We currently have not registered our trademarks and trade names. Once trademarks or trade names have been registered, they may be challenged, infringed, circumvented or declared generic or determined to be infringing on other marks. We may not be able to protect our rights to these trademarks and trade names, which are important for building name recognition among potential partners or customers in our markets of interest. At times, competitors may adopt trade names or trademarks similar to ours, thereby impeding our ability to build brand identity and possibly leading to market confusion. There also could be potential trade name or trademark infringement claims brought by owners of other registered trademarks or trade names that incorporate variations of our registered or unregistered trademarks or trade names. Over the long term, if we are unable to establish name recognition based on our trademarks and trade names, then we may not be able to compete effectively, and our business may be adversely affected. Our efforts to enforce or protect our proprietary rights related to patents, trademarks, trade secrets, domain names, copyrights or other intellectual property may be ineffective and could result in substantial costs and diversion of resources and could adversely impact our financial condition or results of operations.

Intellectual property rights and regulatory exclusivity rights do not necessarily address all potential threats.

The degree of future protection afforded by our intellectual property rights is uncertain because intellectual property rights have limitations and may not adequately protect our business or permit us to maintain our competitive advantage. For example:

Should any of these events occur, they could significantly harm our business, financial condition, results of operations and prospects.

Risks Related to Ownership of our Common Stock

Our Chief Executive Officer and Chairman of the Board of Directors and our founder, Chief Operating Officer and director will have the ability to substantially influence all matters submitted to stockholders for approval.

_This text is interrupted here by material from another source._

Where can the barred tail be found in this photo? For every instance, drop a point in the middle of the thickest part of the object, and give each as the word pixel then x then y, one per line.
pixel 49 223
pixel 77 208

As of June 30, 2020, Krish S. Krishnan and Suma M. Krishnan, our Chief Executive Officer and Chairman of the Board and our founder, Chief Operating Officer and director, respectively, in the aggregate, beneficially owned shares representing approximately 20% of our capital stock. As a result, they will be able to substantially influence all matters submitted to our stockholders for approval, as well as our management and affairs. For example, these persons would substantially influence the election of directors and approval of any merger, consolidation or sale of all or substantially all our assets. This concentration of voting power could delay or prevent an acquisition of our company on terms that other stockholders may desire or result in management of our company that our public stockholders disagree with.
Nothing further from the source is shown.